Hands-on Exercises

In this chapter, we’ll use the KeystoneML framework to build an image classifier and a text classifier.

Before getting to the details of the classification tasks, let’s quickly review the goals of the project and the underlying principles of the framework.

KeystoneML

KeystoneML is a software framework designed to make building and deploying large scale machine learning pipelines easier. To assist developers in this task we have created an API that simplifies common tasks and presents a unified interface for all stages of the pipeline.

Additionally we’ve included a rich library of example pipelines and the operators (or nodes) that support them. We’ve also provided a number of utilities that are useful for things like loading training data and computing the classification error of a trained pipeline. The “complete” KeystoneML documentation and codebase can be found at keystone-ml.org.

Setup

We’ve packaged KeystoneML specially for these exercises, so that you can use it interactively from the Spark Shell.

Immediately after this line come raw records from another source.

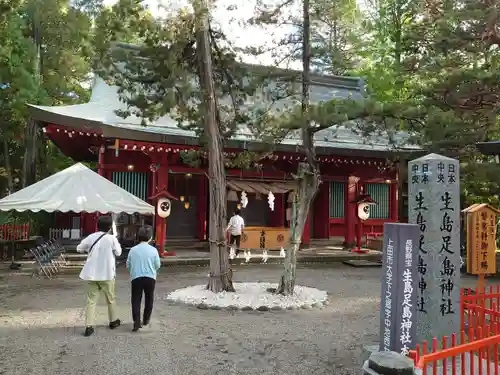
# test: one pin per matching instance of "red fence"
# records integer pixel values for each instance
(476, 350)
(11, 232)
(472, 354)
(479, 309)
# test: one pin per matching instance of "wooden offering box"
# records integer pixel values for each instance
(270, 238)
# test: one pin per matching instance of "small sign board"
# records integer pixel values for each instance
(480, 223)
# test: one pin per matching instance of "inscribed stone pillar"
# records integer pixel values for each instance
(434, 204)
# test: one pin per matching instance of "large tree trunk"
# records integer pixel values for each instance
(8, 167)
(30, 154)
(308, 176)
(220, 278)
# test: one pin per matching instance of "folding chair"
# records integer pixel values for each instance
(40, 259)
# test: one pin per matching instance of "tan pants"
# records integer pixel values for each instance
(93, 290)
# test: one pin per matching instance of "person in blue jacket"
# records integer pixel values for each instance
(143, 263)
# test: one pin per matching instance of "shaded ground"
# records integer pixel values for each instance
(41, 325)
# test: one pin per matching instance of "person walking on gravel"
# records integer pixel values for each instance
(235, 227)
(99, 272)
(143, 263)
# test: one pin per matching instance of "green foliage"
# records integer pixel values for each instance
(45, 50)
(161, 75)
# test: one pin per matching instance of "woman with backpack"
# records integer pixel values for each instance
(99, 272)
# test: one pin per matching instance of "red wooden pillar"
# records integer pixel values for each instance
(321, 211)
(160, 182)
(393, 202)
(100, 170)
(306, 236)
(201, 213)
(277, 217)
(350, 211)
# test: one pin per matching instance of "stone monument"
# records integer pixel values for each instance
(399, 292)
(434, 205)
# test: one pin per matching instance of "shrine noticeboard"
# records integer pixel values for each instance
(480, 223)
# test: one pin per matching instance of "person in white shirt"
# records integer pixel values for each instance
(100, 271)
(235, 229)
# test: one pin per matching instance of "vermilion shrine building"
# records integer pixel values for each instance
(143, 160)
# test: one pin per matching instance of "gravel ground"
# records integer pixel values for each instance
(41, 326)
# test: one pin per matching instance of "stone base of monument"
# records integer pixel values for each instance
(367, 350)
(362, 263)
(388, 363)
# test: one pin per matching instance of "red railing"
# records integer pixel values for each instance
(11, 232)
(479, 309)
(472, 354)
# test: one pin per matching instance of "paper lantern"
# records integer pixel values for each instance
(270, 200)
(163, 207)
(244, 199)
(232, 196)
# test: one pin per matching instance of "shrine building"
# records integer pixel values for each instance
(145, 159)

Change directories to your USB root and navigate to the directory “keystoneml”. You should find the following items in the directory:

Now, you can launch your Spark Shell using KeystoneML as follows from the keystoneml subdirectory of the USB directory:

usb/$ cd keystoneml
keystoneml/$ ../spark/bin/spark-shell --master local[4] --jars ampcamp-keystoneml.jar --driver-memory 2G --driver-class-path ampcamp-keystoneml.jar

Once your Spark Shell is launched, we begin exploring the KeystoneML API.

The KeystoneML API

KeystoneML is built on several design principles: supporting end-to-end workflows, type safety, horizontal scalability, and composibility.

By focusing on these principles, KeystoneML allows for the construction of complete, robust, large scale pipelines that are constructed from reusable, understandable parts.

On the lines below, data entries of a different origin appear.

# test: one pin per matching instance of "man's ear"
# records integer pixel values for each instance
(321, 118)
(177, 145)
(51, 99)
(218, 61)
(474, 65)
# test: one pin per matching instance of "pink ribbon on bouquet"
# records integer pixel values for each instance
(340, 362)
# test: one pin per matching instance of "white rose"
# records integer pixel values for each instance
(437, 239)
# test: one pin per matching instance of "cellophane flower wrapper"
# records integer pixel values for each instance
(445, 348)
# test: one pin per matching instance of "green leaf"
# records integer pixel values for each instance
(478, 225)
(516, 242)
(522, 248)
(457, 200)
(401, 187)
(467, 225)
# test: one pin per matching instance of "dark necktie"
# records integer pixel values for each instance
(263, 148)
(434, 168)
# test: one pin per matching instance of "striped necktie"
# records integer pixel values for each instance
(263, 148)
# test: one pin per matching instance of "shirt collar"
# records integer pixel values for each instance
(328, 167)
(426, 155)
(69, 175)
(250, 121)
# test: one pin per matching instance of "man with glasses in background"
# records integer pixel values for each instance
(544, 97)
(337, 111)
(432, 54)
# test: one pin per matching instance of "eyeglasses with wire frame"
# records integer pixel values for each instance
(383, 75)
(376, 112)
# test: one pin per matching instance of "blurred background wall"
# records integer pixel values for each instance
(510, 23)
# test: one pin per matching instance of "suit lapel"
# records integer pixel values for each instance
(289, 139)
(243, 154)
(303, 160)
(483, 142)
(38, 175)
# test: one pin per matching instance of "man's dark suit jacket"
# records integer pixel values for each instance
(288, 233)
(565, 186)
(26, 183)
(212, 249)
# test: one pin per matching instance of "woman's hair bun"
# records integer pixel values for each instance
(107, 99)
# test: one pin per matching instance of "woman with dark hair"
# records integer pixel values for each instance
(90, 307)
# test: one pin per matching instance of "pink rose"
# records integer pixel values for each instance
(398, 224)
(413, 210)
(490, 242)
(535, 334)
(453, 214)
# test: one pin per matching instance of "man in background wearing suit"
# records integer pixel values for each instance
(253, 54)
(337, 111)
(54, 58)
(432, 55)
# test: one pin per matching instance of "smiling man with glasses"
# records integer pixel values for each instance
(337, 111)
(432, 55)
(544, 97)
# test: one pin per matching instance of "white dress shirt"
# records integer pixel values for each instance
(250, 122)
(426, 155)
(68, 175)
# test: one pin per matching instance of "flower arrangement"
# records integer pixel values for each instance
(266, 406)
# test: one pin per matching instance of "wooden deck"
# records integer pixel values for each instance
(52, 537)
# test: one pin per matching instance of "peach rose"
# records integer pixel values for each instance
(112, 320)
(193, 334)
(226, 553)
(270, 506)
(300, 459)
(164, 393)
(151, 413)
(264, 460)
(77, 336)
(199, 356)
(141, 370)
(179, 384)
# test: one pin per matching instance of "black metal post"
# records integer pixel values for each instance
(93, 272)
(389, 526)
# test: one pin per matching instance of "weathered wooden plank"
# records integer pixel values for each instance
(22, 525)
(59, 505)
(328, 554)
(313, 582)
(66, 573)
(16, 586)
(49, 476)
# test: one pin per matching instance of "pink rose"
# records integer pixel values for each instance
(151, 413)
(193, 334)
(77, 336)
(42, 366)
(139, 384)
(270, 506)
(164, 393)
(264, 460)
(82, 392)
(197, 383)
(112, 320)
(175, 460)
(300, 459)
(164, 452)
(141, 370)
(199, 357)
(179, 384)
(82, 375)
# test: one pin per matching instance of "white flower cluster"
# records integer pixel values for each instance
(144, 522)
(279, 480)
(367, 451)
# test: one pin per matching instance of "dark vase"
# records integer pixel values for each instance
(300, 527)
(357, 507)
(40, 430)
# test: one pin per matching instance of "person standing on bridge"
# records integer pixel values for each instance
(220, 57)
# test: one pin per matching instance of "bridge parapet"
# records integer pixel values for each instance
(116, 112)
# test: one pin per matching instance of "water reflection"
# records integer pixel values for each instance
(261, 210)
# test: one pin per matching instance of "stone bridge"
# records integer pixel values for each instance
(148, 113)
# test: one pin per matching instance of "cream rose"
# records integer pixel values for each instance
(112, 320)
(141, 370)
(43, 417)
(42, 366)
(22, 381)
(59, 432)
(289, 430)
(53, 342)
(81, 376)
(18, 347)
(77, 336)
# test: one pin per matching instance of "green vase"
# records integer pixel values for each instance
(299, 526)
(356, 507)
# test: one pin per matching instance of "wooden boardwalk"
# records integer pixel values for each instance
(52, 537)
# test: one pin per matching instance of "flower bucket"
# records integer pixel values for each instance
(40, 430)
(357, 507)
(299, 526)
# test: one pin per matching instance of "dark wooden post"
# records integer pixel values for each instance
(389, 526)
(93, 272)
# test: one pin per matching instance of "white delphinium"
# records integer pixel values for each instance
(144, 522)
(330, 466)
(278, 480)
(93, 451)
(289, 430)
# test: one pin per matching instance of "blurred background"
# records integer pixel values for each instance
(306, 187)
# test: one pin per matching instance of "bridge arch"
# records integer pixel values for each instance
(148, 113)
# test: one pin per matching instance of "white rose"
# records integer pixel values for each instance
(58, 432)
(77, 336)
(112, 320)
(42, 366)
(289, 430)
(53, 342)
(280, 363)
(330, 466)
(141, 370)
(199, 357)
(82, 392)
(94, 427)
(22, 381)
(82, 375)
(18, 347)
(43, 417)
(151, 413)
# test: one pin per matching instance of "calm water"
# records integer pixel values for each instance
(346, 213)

At the center of KeystoneML are a handful of core API concepts that allow us to build complex machine learning pipelines out of simple parts: pipelines, nodes, transformers, and estimators.

Pipelines

A Pipeline is a dataflow that takes some input data and maps it to some output data through a series of nodes. By design, these nodes can operate on one data item (for point lookup) or many data items: for batch model evaluation.

In a sense, a pipeline is just a function that is composed of simpler functions. Here’s part of the Pipeline definition:

package workflow

trait Pipeline[A, B] {
  // ...
  def apply(in: A): B
  def apply(in: RDD[A]): RDD[B]
  // ...
}

From this we can see that a Pipeline has two type parameters: its input and output types. We can also see that it has methods to operate on just a single input data item, or on a batch RDD of data items.

Nodes

Nodes come in two flavors: Transformers and Estimators. Transformers are nodes which provide a unary function interface for both single items and RDD of the same type of item, while an Estimator produces a Transformer based on some training data.

Transformers

As already mentioned, a Transformer is the simplest type of node, and takes an input, and deterministically transforms it into an output. Here’s an abridged definition of the Transformer class.

package workflow

abstract class Transformer[A, B : ClassTag] extends Pipeline[A, B] {
  def apply(in: A): B
  def apply(in: RDD[A]): RDD[B] = in.map(apply)
  //...
}

There are a few things going on in this class definition. First, a Transformer has two type parameters: its input and output types. Next, it extends Pipeline because every Transformer can be treated as a full pipeline in it’s own right. It also has an apply method for a single item transformation which needs to be filled out by the implementor. Finally, it provides a default implementation of apply(in: RDD[A]): RDD[B] which simply runs the single-item version on each item in an RDD. Developers worried about performance of their transformers on bulk datasets are welcome to override this method, and we do so in KeystoneML with some frequency.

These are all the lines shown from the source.